Deze maatregel is er op gericht dat het krediet bij het bereiken van de 65-jarige leeftijd geheel is ingelost.
3.3.3. Nadat Aangeslotene had vastgesteld dat Consument bij het bereiken van de 65-jarige
leeftijd het krediet nog niet had afgelost is Consument coulancehalve in de gelegenheid gesteld om het krediet alsnog in vijf jaar af te lossen middels een maandtermijn van € 425,-.
3.3.4. Aangeslotene verstuurt iedere maand een overzicht naar het adres van Consument waarop vermeld staat welk bedrag in een bepaalde periode is geïncasseerd en welk bedrag aan rente is geboekt.
3.3.5. Ter zitting heeft Aangeslotene toegelicht dat zij pas later heeft geconstateerd dat Consument de 60-jarige leeftijd reeds had bereikt en dat door deze omissie het krediet van Consument pas vanaf zijn 65-jarige leeftijd structureel werd afgebouwd
door middel van verhoging van de maandelijkse termijnen. Aangeslotene betwist daarnaast dat zij een informatieverplichting heeft als het gaat om de afbouw van het krediet aangezien deze duidelijk in de vigerende Algemene Voorwaarden staan
omschreven. Dit zijn gebruikelijke bepalingen.
3.3.6. Aangeslotene is, zoals zij reeds eerder heeft toegezegd, nog steeds bereid om aan de hand van de financiële situatie van Consument te kijken naar een oplossing.

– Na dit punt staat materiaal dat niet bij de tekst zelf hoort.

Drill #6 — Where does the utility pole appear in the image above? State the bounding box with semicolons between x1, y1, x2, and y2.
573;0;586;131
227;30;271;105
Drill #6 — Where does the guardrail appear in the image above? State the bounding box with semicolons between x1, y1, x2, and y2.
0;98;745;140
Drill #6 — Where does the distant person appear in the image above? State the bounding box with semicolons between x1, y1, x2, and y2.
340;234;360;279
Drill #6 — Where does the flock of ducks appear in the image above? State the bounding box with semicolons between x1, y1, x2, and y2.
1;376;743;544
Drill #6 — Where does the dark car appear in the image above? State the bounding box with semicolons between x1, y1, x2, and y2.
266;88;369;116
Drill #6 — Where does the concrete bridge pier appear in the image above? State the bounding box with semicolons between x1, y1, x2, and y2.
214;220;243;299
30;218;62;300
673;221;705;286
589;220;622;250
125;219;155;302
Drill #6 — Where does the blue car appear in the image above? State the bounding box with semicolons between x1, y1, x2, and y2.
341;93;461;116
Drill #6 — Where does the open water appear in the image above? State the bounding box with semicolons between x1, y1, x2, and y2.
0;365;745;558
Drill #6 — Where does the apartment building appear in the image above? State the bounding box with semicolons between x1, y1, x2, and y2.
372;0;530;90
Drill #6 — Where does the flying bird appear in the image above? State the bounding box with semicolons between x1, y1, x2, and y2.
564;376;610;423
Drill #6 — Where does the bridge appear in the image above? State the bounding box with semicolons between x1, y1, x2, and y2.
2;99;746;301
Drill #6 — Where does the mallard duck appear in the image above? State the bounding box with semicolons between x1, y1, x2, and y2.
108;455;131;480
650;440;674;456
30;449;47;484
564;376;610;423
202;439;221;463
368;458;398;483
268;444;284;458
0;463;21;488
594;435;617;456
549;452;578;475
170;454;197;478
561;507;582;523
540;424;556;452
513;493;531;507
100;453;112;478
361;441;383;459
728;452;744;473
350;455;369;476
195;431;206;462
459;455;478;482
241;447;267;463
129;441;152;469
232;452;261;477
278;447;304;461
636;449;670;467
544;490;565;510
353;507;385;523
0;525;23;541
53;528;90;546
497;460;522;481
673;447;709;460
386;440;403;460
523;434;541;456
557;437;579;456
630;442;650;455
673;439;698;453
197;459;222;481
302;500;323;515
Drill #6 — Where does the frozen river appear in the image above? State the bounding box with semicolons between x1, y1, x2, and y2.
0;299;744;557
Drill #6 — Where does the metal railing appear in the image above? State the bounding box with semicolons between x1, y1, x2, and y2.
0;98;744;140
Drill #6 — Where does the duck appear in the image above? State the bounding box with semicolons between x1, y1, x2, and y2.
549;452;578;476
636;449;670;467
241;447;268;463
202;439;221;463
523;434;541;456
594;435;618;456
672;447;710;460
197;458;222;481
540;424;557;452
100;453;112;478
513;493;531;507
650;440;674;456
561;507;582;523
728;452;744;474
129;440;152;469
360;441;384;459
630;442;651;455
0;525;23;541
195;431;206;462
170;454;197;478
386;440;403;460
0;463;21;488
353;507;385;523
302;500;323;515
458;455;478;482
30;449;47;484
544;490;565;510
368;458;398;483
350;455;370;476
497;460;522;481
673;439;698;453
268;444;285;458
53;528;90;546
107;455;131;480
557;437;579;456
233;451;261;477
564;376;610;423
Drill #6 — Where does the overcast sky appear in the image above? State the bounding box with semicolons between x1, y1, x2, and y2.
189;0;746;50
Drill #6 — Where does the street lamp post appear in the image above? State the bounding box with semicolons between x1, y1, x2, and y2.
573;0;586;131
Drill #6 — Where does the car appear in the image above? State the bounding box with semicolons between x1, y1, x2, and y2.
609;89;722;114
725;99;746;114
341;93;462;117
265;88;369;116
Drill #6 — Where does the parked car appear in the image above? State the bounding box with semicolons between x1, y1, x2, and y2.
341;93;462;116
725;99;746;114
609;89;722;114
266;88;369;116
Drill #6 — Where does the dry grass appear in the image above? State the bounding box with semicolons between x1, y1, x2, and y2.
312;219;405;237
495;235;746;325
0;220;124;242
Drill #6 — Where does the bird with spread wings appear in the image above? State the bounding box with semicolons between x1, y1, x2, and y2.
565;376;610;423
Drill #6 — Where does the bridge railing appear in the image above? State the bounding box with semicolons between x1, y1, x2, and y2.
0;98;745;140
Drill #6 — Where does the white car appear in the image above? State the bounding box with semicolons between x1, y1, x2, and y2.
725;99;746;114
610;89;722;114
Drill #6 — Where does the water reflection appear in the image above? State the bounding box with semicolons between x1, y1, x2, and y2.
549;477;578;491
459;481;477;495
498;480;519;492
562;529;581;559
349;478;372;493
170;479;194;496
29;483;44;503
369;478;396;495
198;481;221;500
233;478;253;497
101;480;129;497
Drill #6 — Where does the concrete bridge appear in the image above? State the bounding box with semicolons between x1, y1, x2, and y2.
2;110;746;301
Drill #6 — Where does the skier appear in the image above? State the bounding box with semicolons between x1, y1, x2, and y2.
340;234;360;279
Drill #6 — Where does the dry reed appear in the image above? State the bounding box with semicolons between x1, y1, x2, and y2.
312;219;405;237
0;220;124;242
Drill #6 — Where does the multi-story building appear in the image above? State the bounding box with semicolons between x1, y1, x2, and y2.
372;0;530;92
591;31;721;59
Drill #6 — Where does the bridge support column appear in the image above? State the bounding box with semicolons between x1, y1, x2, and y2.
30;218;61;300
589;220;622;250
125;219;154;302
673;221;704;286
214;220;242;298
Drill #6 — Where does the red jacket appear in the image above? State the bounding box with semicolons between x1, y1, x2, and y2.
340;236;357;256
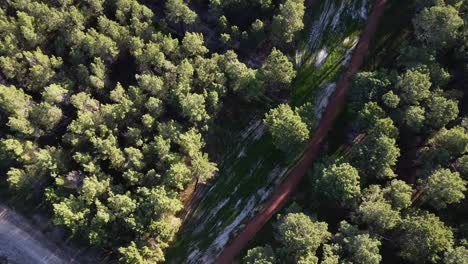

Consument is echter niet bereid inzicht te verlenen in zijn financiële positie teneinde tot een aanvaardbare aflossingsregeling te komen. Met de vordering van Consument dat de aflossing dient te worden beperkt tot € 200,- per maand kan zij derhalve niet akkoord gaan.
4. Beoordeling
4.1. De Commissie stelt vast dat Aangeslotene en Consument zijn overeengekomen dat de uitstaande kredietsom vanaf het bereiken van de 60-jarige leeftijd van Consument in een toenemende mate zal worden afgebouwd. Aangeslotene heeft echter nagelaten om bij het bereiken van de 60-jarige leeftijd nadere invulling te geven aan deze
afbouwverplichting met als gevolg dat Consument de daaropvolgende vijf jaar enkel rentebetalingen heeft verricht en het krediet niet werd afgelost. Pas bij navragen door Consument heeft Aangeslotene een en ander alsnog, verlaat ten uitvoer gelegd. Gelet op het bereiken van de pensioengerechtigde leeftijd van Consument acht de Commissie dit tijdsverloop buitengewoon ongelukkig. Van een toerekenbare tekortkoming in de nakoming van onderhavige kredietovereenkomst is – mede gelet op het feit dat Aangeslotene bereid is gebleken om te komen tot een wijziging in de aflossingsregeling als daar gelet op de financiële positie van de Consument aanleiding toe is – naar het oordeel van de Commissie echter geen sprake.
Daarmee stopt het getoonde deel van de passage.